2. Teva's motion to preclude Plaintiffs from offering evidence or argument in support of a lost royalties theory of damages

Teva 2 moves to preclude Plaintiffs from offering evidence or argument in support of a lost royalties theory of damages on the basis that Nycomed has, throughout this litigation, relied

*6 on a lost profits—and not a lost royalties—theory of damages. According to Teva, Nycomed raised the theory of "lost royalties" for the first time on a motion for reconsideration in November 2012 after the Court held that it was not entitled to lost profit damages. As a result, Teva maintains that Nycomed should not be permitted to present Dr. Vellturo's lost profits calculation to the jury and simply re-label that analysis as a "lost royalties" calculation. In the alternative, Teva argues that if Nycomed is permitted to assert a "lost royalties" theory of damages, then its recovery should be limited to the patent royalty specified in the License Agreement, which is, according to Teva, 5% of Wyeth's lost net sales.

In opposition, Plaintiffs maintain that Nycomed has always sought damages based on its lost 25% royalty. Plaintiffs further maintain that Dr. Vellturo's opening expert report explicitly disclosed that he was calculating Nycomed's losses based on the 25% royalty it lost from Wyeth; thus, Plaintiffs did not fail to disclose this theory.

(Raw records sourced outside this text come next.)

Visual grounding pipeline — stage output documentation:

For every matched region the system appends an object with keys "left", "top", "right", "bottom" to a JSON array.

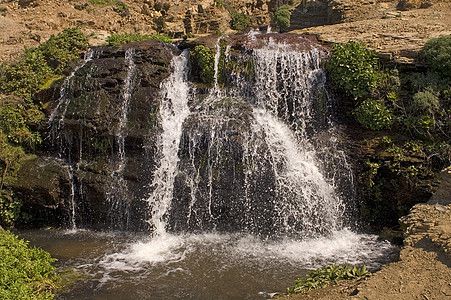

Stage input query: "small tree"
[
  {"left": 274, "top": 5, "right": 291, "bottom": 29},
  {"left": 230, "top": 13, "right": 251, "bottom": 31},
  {"left": 422, "top": 35, "right": 451, "bottom": 77}
]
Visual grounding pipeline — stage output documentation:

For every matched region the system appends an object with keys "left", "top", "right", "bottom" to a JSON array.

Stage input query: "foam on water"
[{"left": 95, "top": 229, "right": 395, "bottom": 271}]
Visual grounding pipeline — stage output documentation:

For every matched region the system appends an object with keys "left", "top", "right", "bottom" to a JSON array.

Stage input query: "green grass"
[
  {"left": 287, "top": 265, "right": 368, "bottom": 294},
  {"left": 0, "top": 229, "right": 59, "bottom": 300},
  {"left": 106, "top": 33, "right": 173, "bottom": 46}
]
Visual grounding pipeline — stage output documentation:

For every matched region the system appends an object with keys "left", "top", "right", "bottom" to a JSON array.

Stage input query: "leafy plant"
[
  {"left": 0, "top": 229, "right": 59, "bottom": 300},
  {"left": 191, "top": 45, "right": 215, "bottom": 84},
  {"left": 354, "top": 99, "right": 394, "bottom": 130},
  {"left": 274, "top": 5, "right": 291, "bottom": 29},
  {"left": 287, "top": 265, "right": 368, "bottom": 294},
  {"left": 88, "top": 0, "right": 111, "bottom": 6},
  {"left": 113, "top": 1, "right": 130, "bottom": 17},
  {"left": 0, "top": 28, "right": 89, "bottom": 100},
  {"left": 422, "top": 35, "right": 451, "bottom": 77},
  {"left": 106, "top": 33, "right": 173, "bottom": 46},
  {"left": 230, "top": 13, "right": 251, "bottom": 31},
  {"left": 326, "top": 41, "right": 378, "bottom": 99}
]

Moreover, Plaintiffs argue that Nycomed's recovery is not limited to a 5% "patent royalty;" rather, Plaintiffs may seek to recover a 25% royalty which is comprised of various royalty components contained in the License Agreementsuch as the patent royalty, know-how royalty, trademark royalty, etc. In support of their position, Plaintiffs point out that none of the Federal Circuit cases addressing lost royalties set forth any particular rule that damages are limited to "patent royalties." Such a rule would, according to Plaintiffs, contravene Federal Circuit precedent emphasizing that an injured patentee may recover for any foreseeable harm caused by the infringement.

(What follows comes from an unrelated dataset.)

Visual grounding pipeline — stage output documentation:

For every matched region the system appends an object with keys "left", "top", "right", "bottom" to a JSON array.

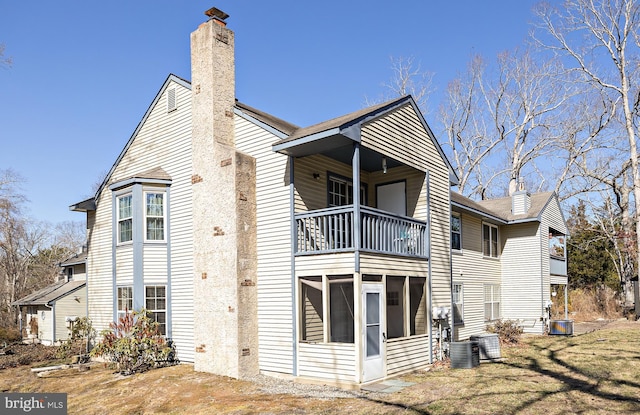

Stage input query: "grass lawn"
[{"left": 0, "top": 322, "right": 640, "bottom": 415}]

By way of background and for purposes of clarity, this Court has held the following in the context of this action: (a) To recover lost profits damages, a patent owner must show that "but for" the infringement, it would have made the infringer's

*7 sales. BIC Leisure, 1 F.3d at 1218; Poly-America, L.P. v. GSE Lining Tech., 383 F.3d 1303, 1311-12 (Fed. Cir. 2004). Lost profits damages are not, as a matter of law, available to Nycomed because, inter alia, it sold no product that competed directly with Defendants' pantoprazole tablets. See November 5, 2012 Op. (b) A patent owner is entitled to receive lost royalties on amounts its licensees would have paid "but for" the infringement. BIC Leisure, 1 F.3d at 1219. Nycomed is not precluded from seeking its actual lost royalties, to the extent proven at trial. See December 18, 2012 Order.

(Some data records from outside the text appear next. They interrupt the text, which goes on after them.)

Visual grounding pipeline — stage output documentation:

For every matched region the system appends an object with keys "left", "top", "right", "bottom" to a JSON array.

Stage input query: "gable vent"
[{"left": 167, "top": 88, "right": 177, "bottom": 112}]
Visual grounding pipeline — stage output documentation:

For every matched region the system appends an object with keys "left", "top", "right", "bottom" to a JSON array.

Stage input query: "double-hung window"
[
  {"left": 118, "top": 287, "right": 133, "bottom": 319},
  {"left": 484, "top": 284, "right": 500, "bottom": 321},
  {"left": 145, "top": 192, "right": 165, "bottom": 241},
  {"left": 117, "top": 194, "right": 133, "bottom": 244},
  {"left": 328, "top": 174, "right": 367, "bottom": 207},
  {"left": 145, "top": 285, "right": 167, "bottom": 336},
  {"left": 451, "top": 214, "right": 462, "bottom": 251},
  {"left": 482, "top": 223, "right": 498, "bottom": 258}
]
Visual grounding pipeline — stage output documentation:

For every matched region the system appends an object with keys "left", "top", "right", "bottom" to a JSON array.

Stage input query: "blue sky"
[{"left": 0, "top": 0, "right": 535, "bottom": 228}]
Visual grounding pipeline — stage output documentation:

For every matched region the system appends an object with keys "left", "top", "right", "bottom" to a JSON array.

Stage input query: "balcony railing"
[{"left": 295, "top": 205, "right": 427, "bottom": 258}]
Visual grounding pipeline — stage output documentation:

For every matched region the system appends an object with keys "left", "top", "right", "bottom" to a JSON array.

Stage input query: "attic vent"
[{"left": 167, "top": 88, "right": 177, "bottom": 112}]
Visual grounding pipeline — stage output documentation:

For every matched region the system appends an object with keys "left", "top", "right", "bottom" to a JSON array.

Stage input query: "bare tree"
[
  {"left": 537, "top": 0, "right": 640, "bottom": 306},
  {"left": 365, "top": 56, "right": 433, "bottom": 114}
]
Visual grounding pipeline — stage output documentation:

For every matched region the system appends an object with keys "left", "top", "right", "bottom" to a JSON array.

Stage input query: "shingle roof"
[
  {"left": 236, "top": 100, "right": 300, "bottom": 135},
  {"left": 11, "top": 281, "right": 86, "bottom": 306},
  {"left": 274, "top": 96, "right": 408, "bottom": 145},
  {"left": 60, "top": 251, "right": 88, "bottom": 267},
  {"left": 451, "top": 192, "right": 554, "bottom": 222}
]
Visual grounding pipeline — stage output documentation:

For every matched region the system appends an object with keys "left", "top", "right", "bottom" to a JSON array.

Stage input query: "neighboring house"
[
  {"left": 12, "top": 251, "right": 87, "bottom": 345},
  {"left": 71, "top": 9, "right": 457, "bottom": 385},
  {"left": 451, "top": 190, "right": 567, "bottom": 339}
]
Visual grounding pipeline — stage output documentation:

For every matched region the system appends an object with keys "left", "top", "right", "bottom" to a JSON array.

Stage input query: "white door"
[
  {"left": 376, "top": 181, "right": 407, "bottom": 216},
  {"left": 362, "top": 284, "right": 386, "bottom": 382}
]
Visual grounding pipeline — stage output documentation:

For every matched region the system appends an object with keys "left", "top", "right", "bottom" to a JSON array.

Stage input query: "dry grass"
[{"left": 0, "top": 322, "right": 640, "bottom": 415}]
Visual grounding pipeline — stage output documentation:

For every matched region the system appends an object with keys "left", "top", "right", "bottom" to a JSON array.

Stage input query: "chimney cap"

Having carefully considered the parties' positions, the Court finds, first, that Plaintiffs should not be precluded from presenting a theory of lost royalties to the jury. As a preliminary matter, the Court's December 18, 2013 Order already addressed this issue. See Dec. 18, 2013 Order at 2-3 ("This Court's November 5, 2012 Opinion is hereby modified to reflect that Nycomed is not precluded from seeking, in addition to a "reasonable royalty" pursuant to 35 U.S.C. § 284, its actual lost royalties, to the extent proven at trial."). Defendants did not seek reconsideration, clarification or modification of this Court's December 18, 2013 Order. This ruling, as well as the rulings set forth above, are now law of the case and will not be revisited on a motion in limine.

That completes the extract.